Carbohydrate loading is widely used to improve performance in endurance sports. The idea is to maximise the stored amount of carbohydrates in our body, to yield more energy. It is done by increasing carbohydrate intake to about 70% of daily calories, sometimes with a lower carb period beforehand.
I’ve never tried it but I recall a friend struggling to get round a 10k run after a big pasta meal the previous evening. So I wonder, is carb loading truly the most effective way for endurance athletes to fuel their bodies in the lead up to a race?
When athletes add carbohydrates to their diets it will typically be grains in the form of bread and pasta. One potential problem with eating more grains is the increased amounts of phytic acid, which binds to calcium, iron, magnesium, and zinc making them insoluble and unavailable as nutrition for the rest of the body. Iron is especially important for endurance athletes as it supplies the protein hemoglobin in red blood cells that carry oxygen to the tissues. Endurance athletes are already more prone to iron deficiency.
In addition, zinc is necessary for many cellular functions, and calcium is of course important in bone formation. Maximizing absorption of all these minerals is important for keeping athletes healthy, especially as they are at an increased risk for fractures due to extended training.

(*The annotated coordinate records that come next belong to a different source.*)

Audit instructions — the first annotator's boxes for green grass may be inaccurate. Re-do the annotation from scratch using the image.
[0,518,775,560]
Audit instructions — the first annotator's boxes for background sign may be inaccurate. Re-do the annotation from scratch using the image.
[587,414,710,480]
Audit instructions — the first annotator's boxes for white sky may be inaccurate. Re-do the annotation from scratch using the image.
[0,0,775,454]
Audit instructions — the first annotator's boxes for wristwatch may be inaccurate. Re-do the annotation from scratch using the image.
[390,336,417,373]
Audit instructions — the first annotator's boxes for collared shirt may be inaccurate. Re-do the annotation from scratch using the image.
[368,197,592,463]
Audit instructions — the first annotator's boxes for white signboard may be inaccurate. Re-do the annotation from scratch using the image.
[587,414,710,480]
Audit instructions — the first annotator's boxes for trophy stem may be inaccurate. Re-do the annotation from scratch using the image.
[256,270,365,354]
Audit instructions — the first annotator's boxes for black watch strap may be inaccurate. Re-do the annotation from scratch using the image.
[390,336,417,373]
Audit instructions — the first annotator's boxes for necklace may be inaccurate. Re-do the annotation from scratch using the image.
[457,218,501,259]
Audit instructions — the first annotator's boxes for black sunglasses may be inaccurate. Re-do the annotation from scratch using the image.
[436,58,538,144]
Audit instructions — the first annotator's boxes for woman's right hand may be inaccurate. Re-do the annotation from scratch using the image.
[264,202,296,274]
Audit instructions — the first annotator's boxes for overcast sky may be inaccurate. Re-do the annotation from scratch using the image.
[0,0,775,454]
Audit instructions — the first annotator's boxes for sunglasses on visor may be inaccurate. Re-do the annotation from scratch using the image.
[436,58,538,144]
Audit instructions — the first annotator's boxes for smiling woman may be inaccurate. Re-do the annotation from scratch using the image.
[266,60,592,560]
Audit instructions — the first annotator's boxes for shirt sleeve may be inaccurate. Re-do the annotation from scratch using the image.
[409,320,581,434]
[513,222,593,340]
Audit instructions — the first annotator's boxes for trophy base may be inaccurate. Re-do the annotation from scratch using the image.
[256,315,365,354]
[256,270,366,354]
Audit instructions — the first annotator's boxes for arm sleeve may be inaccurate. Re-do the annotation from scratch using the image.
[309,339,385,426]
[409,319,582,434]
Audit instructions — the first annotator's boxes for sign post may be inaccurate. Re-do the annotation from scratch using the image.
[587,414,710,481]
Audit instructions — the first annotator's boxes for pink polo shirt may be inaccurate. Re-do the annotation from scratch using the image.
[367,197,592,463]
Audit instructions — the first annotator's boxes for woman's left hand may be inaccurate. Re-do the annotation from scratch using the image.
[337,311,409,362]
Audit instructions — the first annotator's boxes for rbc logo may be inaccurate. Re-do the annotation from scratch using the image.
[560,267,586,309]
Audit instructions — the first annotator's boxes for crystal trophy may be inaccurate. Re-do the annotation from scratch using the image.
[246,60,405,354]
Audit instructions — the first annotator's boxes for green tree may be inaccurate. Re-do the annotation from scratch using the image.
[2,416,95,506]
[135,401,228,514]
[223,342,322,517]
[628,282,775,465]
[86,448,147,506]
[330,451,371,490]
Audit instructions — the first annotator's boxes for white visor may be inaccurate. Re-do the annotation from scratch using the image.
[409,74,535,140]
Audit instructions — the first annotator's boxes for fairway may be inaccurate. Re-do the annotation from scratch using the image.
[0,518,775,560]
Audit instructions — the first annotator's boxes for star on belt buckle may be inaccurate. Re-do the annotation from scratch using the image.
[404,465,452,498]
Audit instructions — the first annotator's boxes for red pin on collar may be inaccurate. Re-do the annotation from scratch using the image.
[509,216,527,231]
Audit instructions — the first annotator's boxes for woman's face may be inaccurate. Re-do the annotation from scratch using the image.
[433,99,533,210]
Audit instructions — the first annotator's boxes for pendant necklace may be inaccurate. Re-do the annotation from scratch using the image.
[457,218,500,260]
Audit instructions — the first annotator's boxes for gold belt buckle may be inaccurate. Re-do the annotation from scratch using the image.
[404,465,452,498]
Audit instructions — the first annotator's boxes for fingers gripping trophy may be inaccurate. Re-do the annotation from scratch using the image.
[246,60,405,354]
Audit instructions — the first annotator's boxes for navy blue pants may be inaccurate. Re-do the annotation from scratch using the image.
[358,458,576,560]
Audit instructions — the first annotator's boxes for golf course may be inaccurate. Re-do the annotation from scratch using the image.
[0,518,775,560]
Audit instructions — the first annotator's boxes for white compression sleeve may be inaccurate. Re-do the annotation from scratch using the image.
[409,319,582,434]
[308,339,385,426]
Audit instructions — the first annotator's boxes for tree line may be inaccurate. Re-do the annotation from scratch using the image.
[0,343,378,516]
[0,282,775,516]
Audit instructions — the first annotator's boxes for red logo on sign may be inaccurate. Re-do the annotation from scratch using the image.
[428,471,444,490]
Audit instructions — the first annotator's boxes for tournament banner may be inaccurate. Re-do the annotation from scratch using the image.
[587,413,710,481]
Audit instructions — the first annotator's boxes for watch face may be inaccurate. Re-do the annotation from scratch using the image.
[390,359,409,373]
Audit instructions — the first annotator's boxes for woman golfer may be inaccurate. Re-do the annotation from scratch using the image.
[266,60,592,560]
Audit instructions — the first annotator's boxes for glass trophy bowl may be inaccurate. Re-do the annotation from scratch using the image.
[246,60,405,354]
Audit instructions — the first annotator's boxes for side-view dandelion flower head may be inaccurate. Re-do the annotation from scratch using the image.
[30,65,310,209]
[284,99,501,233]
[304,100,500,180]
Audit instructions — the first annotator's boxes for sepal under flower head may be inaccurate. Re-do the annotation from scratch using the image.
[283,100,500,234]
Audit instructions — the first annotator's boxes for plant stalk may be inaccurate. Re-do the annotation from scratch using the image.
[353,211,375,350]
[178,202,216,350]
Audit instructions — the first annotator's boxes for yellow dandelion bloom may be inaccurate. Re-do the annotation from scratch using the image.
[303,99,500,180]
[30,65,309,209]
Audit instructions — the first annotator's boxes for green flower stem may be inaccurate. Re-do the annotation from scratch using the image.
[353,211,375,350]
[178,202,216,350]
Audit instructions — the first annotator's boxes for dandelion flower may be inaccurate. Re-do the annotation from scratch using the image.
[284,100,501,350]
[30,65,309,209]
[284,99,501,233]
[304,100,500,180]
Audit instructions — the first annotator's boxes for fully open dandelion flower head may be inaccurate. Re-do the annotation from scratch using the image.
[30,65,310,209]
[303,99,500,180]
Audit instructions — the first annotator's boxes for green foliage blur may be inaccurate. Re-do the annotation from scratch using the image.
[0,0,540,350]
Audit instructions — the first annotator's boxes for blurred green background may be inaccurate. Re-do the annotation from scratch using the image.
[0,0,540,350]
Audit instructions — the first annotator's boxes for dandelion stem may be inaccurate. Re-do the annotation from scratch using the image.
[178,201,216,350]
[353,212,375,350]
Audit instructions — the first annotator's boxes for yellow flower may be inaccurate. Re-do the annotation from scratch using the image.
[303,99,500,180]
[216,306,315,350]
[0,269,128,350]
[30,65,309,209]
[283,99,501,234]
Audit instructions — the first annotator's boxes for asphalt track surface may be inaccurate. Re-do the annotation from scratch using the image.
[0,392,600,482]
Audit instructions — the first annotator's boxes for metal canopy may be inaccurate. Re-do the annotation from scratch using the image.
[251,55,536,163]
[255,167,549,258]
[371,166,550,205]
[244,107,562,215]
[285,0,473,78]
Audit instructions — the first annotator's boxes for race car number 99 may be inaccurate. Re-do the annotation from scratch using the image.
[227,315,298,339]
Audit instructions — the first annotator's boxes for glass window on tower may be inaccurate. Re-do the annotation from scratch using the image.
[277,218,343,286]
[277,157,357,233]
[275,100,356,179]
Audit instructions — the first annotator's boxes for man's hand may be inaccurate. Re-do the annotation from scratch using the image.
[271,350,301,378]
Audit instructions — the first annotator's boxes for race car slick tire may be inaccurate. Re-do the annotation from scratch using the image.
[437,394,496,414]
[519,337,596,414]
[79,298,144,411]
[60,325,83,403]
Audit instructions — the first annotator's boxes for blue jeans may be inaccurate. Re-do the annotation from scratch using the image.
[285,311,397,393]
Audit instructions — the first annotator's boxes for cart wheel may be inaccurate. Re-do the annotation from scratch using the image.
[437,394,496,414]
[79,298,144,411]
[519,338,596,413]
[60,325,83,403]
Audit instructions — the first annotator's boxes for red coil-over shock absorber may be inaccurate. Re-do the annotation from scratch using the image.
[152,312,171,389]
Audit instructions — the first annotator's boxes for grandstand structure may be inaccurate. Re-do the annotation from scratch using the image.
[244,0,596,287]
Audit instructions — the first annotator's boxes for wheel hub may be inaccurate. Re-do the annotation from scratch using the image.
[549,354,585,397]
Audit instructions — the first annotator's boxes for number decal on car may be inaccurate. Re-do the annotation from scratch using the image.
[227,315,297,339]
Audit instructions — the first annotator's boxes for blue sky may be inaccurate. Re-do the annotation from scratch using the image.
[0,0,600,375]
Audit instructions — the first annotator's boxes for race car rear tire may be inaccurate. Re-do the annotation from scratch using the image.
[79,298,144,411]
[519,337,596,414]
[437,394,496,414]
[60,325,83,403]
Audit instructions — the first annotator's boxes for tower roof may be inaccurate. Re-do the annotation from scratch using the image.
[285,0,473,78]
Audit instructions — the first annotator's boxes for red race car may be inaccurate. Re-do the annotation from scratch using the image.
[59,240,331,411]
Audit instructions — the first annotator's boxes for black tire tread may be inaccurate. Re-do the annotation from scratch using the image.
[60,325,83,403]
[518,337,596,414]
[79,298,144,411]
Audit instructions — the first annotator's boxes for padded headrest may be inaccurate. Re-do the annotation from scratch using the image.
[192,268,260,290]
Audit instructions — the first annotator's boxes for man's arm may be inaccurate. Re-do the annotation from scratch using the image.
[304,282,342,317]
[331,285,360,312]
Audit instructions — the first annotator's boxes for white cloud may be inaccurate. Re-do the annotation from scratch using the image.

Some nutritionists recommend a different approach to increasing energy stores before a race. Instead of consuming bread and pasta, athletes may consider upping their carbs with fruits or sweet potatoes, both before exercise and afterwards to aid recovery.
When I’m properly up and running again (life always seems to get in the way!) I’ll try both approaches and compare. Though I am quite persuaded by the argument about nutrient availability. In any case it’s clear that those of us who run long distances need to be aware of the effects our food choices can have on performance.